La tension demeure, cependant, et c'est le prix que l'émergence paie pour le sérieux. Si elle rend la nouveauté trop bon marché, elle devient un slogan ; si elle rend la nouveauté trop forte, elle menace l'explication. La doctrine est mise à l'épreuve précisément là où elle est la plus tentante : dans la conscience, dans la vie, dans la société. Chaque cas demande si les propriétés de niveau supérieur sont des caractéristiques causales efficaces du monde ou seulement des manières pratiques de parler des processus de niveau inférieur.

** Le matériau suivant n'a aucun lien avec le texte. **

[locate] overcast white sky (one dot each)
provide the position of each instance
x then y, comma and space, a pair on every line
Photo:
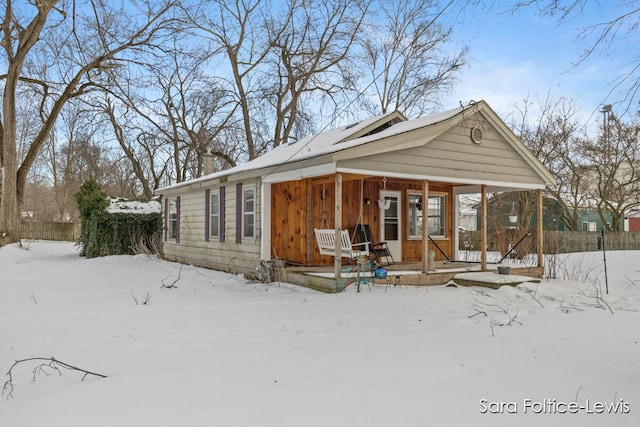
518, 55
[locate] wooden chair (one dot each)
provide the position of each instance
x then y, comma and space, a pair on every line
380, 249
326, 238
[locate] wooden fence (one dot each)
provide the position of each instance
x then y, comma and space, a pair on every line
61, 231
555, 241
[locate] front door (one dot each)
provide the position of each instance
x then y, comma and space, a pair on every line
390, 222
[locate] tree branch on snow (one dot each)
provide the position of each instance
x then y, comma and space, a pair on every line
49, 364
173, 284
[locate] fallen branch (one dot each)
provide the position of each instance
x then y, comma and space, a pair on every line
172, 285
47, 363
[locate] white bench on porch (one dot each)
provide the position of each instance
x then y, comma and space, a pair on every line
326, 238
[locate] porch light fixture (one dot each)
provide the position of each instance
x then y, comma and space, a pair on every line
476, 135
382, 203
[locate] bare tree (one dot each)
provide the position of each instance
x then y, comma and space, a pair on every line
404, 53
285, 63
615, 171
59, 53
166, 135
554, 138
310, 58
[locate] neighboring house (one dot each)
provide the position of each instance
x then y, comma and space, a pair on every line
374, 172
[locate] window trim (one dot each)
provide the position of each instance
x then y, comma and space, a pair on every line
173, 224
432, 194
214, 216
244, 214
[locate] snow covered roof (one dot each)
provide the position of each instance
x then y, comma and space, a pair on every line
332, 141
373, 131
123, 205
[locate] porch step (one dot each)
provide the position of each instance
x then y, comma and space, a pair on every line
491, 280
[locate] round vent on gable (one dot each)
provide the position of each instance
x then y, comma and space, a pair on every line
476, 135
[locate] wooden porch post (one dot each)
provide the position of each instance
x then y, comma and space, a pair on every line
425, 226
483, 228
309, 216
337, 260
540, 233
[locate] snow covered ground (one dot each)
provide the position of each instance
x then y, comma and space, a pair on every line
217, 350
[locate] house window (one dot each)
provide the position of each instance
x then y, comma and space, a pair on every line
248, 212
214, 214
173, 219
436, 211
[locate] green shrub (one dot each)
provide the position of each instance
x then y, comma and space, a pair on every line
103, 233
123, 234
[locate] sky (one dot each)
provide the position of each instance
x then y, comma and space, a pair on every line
519, 55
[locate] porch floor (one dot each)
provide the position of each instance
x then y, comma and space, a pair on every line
406, 273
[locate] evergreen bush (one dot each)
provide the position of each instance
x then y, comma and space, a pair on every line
103, 233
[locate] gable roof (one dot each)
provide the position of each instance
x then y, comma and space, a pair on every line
374, 136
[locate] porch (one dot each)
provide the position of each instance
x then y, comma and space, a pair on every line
323, 278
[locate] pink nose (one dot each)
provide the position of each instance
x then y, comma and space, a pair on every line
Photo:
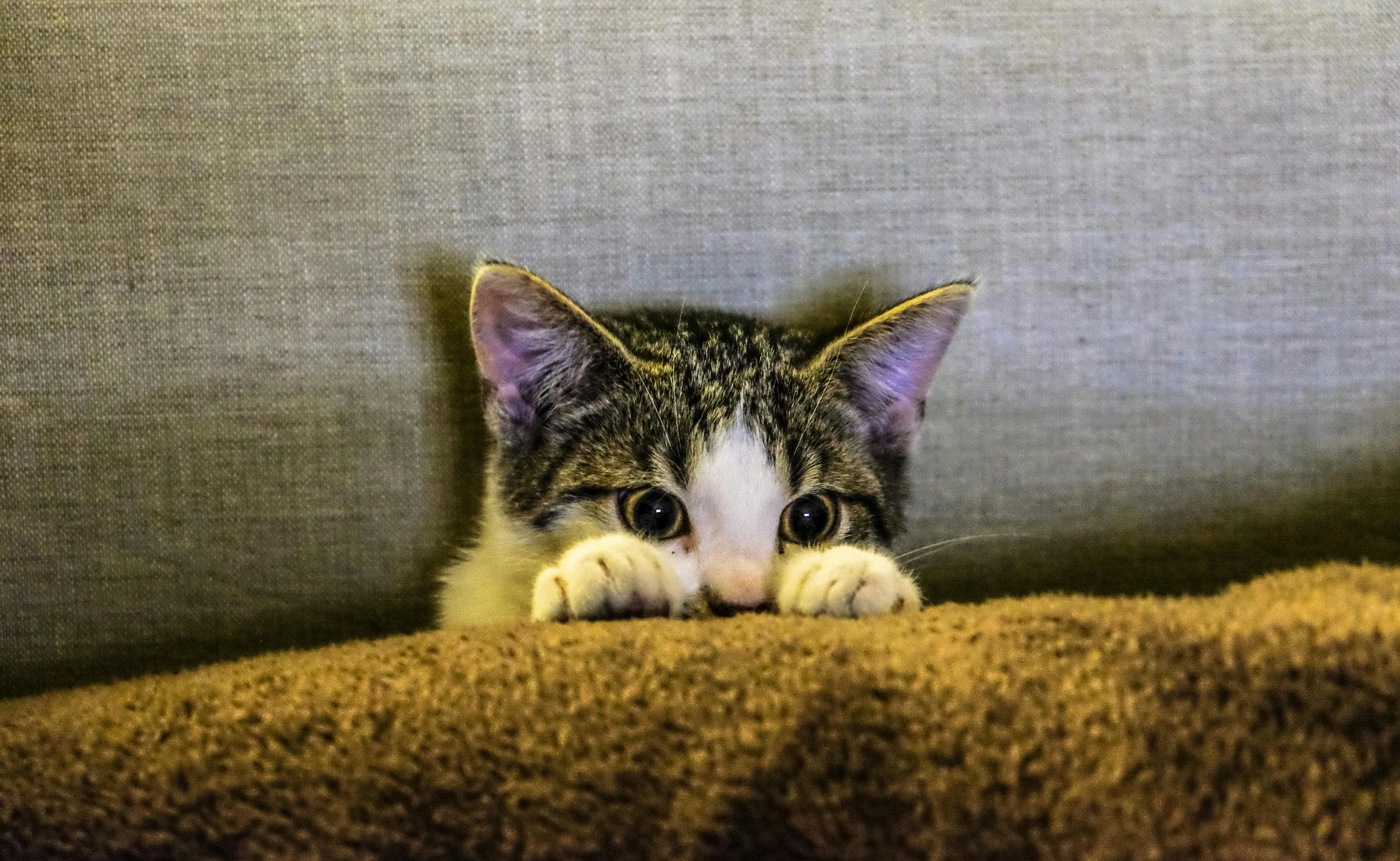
735, 580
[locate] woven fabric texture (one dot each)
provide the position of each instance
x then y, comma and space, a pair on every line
229, 234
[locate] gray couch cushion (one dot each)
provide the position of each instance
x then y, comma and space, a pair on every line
226, 424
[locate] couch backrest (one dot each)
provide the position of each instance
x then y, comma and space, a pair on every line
227, 251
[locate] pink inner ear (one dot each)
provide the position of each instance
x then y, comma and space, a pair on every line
511, 331
892, 364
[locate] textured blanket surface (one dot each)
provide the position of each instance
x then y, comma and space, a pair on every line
1263, 723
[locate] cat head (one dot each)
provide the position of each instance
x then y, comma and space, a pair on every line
723, 439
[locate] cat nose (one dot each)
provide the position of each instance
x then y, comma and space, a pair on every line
737, 580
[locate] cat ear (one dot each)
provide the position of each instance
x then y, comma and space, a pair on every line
534, 346
888, 362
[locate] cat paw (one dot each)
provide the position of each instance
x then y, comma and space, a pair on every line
846, 581
615, 576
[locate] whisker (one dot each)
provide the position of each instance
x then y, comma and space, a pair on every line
937, 546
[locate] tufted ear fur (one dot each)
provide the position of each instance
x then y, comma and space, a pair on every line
535, 348
888, 363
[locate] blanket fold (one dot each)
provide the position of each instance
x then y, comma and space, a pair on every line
1262, 723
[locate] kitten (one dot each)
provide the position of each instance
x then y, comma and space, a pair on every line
646, 461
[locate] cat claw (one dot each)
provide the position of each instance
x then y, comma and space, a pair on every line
610, 577
848, 583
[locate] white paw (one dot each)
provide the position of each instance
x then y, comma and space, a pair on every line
846, 581
605, 577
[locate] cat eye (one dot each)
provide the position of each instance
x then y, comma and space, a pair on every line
808, 520
653, 513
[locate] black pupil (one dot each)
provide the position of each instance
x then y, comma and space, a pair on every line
808, 518
654, 513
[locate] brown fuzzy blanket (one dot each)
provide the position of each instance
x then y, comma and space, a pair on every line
1263, 723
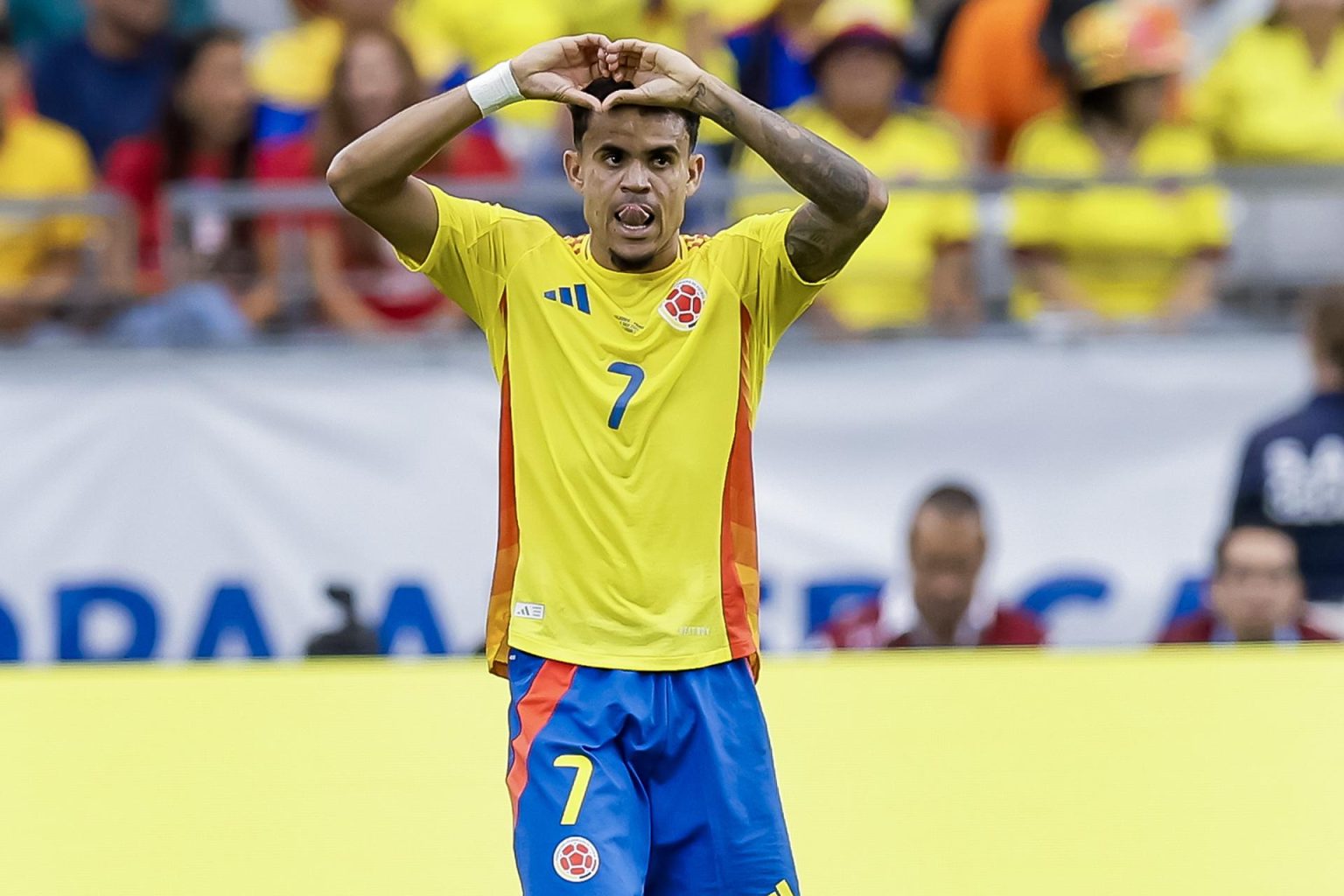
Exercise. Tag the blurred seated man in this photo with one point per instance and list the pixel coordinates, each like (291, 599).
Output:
(1274, 97)
(1256, 594)
(993, 77)
(292, 70)
(42, 20)
(1292, 473)
(945, 606)
(915, 268)
(110, 80)
(772, 54)
(39, 258)
(1117, 253)
(359, 285)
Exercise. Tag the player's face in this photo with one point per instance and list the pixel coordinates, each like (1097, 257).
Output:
(634, 170)
(945, 557)
(1260, 587)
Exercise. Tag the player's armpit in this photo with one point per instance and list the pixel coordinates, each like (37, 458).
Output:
(817, 245)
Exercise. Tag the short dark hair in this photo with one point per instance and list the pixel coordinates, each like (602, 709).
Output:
(604, 88)
(952, 499)
(1231, 532)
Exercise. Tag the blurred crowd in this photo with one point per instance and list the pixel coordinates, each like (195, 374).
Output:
(1277, 569)
(1110, 118)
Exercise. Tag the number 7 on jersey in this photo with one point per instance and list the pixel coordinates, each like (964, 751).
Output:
(636, 375)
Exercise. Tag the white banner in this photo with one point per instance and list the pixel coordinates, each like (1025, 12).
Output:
(186, 506)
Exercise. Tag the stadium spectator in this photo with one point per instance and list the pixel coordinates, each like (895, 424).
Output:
(292, 70)
(206, 136)
(1256, 594)
(915, 266)
(945, 605)
(360, 285)
(39, 158)
(1274, 94)
(486, 32)
(1117, 251)
(993, 77)
(43, 20)
(108, 82)
(773, 54)
(1292, 474)
(1213, 24)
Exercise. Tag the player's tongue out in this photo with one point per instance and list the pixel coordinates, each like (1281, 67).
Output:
(634, 215)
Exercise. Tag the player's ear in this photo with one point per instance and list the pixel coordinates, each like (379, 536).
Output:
(573, 171)
(695, 173)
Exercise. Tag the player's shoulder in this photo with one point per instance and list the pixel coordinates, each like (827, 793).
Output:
(752, 230)
(1196, 627)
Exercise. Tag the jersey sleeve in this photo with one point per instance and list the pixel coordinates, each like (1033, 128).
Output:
(773, 291)
(473, 248)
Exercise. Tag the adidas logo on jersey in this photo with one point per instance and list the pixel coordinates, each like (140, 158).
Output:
(574, 298)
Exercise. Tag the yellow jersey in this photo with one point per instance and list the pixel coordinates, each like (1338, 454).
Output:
(293, 69)
(1124, 246)
(40, 158)
(626, 535)
(886, 284)
(1265, 101)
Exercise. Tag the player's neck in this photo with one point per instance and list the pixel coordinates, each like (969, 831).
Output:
(664, 256)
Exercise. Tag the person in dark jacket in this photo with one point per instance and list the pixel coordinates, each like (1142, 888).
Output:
(1292, 473)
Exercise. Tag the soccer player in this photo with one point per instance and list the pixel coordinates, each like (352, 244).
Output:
(631, 360)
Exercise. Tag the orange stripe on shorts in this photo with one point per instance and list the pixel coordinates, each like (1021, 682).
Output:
(534, 710)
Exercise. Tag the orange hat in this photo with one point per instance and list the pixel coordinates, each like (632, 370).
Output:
(872, 22)
(1118, 40)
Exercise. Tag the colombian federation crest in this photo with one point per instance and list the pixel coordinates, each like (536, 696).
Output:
(683, 305)
(576, 860)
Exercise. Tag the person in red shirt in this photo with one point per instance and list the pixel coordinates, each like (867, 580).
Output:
(360, 286)
(944, 606)
(1256, 595)
(226, 281)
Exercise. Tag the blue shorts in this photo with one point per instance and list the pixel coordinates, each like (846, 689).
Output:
(642, 783)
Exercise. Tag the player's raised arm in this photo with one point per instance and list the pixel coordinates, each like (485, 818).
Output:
(374, 178)
(844, 199)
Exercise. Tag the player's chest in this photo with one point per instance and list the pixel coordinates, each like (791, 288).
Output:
(576, 315)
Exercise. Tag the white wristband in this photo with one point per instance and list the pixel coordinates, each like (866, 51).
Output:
(494, 89)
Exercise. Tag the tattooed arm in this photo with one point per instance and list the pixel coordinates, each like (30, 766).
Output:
(844, 199)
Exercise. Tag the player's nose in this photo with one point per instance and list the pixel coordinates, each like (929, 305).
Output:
(636, 178)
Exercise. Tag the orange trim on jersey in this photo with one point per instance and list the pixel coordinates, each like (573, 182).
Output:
(738, 564)
(506, 555)
(536, 707)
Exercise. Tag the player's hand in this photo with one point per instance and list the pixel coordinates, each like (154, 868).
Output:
(559, 69)
(662, 75)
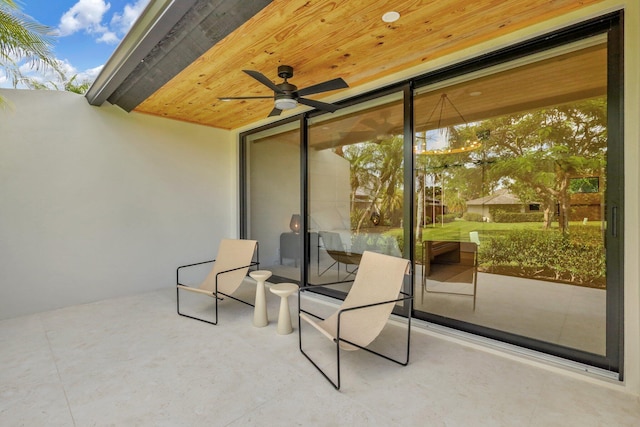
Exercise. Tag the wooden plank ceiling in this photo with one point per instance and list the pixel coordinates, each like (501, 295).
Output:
(323, 39)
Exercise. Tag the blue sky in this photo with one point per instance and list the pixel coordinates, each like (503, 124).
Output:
(86, 31)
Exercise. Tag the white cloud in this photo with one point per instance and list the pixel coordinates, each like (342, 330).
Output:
(90, 16)
(85, 15)
(123, 21)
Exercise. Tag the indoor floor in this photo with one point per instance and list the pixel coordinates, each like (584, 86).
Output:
(133, 361)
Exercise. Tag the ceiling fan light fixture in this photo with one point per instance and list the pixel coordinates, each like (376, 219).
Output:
(286, 103)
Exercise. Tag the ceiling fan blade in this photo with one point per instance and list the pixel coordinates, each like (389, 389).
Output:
(231, 98)
(275, 112)
(324, 87)
(318, 104)
(264, 80)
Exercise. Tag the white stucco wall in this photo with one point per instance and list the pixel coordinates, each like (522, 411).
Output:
(98, 203)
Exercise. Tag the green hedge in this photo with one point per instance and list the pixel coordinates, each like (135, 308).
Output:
(472, 216)
(446, 217)
(511, 217)
(578, 257)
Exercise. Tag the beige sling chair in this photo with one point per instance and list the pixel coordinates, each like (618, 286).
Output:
(365, 311)
(230, 267)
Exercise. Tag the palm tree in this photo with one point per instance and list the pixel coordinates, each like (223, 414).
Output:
(22, 40)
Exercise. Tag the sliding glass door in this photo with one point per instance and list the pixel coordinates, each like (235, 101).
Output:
(272, 199)
(512, 180)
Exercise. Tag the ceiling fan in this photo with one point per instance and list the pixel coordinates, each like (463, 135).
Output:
(287, 95)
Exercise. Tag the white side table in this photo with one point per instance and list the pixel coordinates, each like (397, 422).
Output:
(283, 290)
(260, 318)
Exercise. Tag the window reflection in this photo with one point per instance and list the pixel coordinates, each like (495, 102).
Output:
(510, 187)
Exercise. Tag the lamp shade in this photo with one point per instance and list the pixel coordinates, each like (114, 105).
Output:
(294, 224)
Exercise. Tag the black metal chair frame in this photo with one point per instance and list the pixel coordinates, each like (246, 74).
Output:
(215, 294)
(338, 339)
(425, 287)
(344, 257)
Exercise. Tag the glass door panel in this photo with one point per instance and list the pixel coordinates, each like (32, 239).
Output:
(273, 199)
(511, 187)
(356, 187)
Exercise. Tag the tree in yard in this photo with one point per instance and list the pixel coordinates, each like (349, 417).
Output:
(539, 152)
(22, 41)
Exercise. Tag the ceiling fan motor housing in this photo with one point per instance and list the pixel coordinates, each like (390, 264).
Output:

C'est pourquoi l'émergence n'a jamais été entièrement résolue. Elle survit aux meilleures objections en réduisant ses ambitions : pas un miracle, pas un déni de la physique, mais une affirmation sur les niveaux d'organisation et la réalité des motifs. Pourtant, même sous cette forme restreinte, elle laisse la philosophie avec une pensée difficile mais fructueuse. Le monde peut être tel que de nouveaux types d'ordre ne sont pas seulement décrits par nous ; ils sont engendrés par le monde lui-même. Et si cela est vrai, la question n'est pas de savoir si l'émergence existe, mais jusqu'où elle s'étend.